Scientists have used viruses as a gene delivery mechanism for more than 20 years because of their adeptness at getting inside cells and inserting themselves in DNA. But efficiency comes at a price. Gene therapy trials have been halted because of major complications, including deaths. As examples, one patient died because of his immune response to an adenovirus and three children in another study developed leukemia because the virus inserted itself upstream of a cancer-causing gene.
"With viruses, you don't have control," says Dr. Kaminski. "People have tried to modify viruses for site-specific integration and have not been very successful. Once they get into the cell, they can insert wherever they want."
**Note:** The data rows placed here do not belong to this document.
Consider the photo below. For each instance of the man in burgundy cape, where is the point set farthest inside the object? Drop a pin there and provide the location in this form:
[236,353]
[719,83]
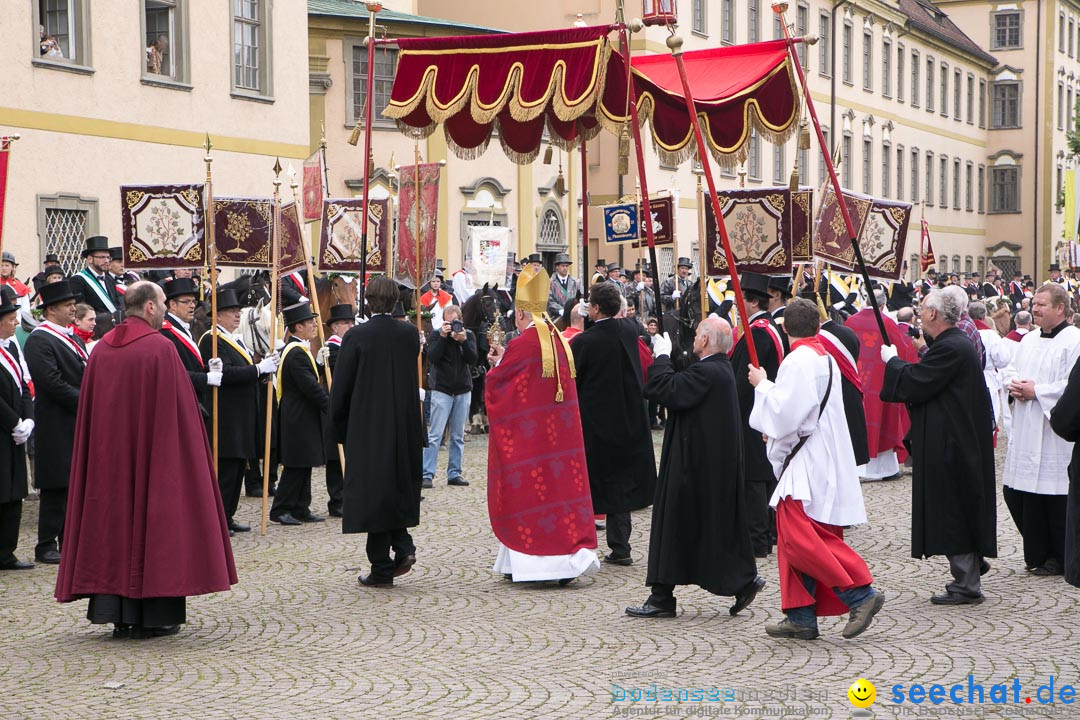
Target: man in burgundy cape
[145,522]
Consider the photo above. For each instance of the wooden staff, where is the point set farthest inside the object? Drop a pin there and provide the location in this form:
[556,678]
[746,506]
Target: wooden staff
[271,386]
[306,247]
[212,252]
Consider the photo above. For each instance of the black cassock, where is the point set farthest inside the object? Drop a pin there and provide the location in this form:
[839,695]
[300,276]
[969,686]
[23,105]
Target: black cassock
[699,524]
[852,395]
[954,492]
[615,423]
[1065,420]
[375,406]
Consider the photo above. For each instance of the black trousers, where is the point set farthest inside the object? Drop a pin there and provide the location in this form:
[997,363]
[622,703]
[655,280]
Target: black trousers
[294,493]
[230,478]
[1041,521]
[618,533]
[51,511]
[378,552]
[11,518]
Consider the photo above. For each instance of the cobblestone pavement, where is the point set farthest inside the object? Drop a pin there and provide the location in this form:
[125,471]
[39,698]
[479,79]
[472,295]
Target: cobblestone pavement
[298,637]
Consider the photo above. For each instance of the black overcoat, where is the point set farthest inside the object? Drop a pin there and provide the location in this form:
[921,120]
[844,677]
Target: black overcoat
[954,496]
[615,421]
[699,520]
[375,406]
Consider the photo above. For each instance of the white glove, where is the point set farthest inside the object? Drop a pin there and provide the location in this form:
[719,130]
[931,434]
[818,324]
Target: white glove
[268,365]
[661,344]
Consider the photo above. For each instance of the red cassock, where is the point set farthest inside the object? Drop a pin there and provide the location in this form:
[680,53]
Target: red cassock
[538,494]
[887,423]
[144,516]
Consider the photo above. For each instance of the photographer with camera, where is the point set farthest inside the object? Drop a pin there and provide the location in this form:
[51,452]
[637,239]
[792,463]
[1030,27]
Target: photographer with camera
[451,352]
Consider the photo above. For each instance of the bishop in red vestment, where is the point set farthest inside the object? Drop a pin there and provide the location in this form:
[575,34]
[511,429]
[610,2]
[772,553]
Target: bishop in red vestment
[145,524]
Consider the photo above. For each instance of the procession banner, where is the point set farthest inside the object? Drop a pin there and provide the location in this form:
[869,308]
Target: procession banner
[163,226]
[760,226]
[340,234]
[405,247]
[488,249]
[313,190]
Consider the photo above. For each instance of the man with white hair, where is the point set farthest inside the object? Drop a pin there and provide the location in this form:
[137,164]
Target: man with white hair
[954,497]
[1036,473]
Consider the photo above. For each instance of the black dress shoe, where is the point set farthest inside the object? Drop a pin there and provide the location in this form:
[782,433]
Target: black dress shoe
[746,595]
[648,610]
[49,557]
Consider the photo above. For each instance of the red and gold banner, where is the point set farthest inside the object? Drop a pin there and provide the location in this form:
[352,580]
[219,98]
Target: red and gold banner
[763,225]
[163,226]
[409,239]
[340,239]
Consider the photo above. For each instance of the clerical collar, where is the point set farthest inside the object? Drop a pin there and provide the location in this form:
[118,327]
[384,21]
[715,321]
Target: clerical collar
[1054,331]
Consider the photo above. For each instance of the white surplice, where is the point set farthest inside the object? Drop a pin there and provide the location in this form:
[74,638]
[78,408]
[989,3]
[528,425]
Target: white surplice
[1038,459]
[823,472]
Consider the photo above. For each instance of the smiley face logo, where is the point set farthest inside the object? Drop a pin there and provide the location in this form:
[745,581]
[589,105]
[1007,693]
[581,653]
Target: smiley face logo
[862,693]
Dr. Kaminski's previous work, published in 2002 in The FASEB Journal, hypothesized that the integration site for transposons can be selected. "Typically, viruses and transposons will integrate anywhere along the genome," he says. "If they integrate anywhere, it can obviously cause harm. If we can target the integration, be able to insert the gene at a safe spot in the genome, that would be beneficial." He confirmed that targeting integration is possible in a paper he co-authored in 2005 also in The FASEB Journal. "We can do it in insects," says Dr. Moisyadi. "I think it's a short step to take it to a targeting mechanism we can use in humans."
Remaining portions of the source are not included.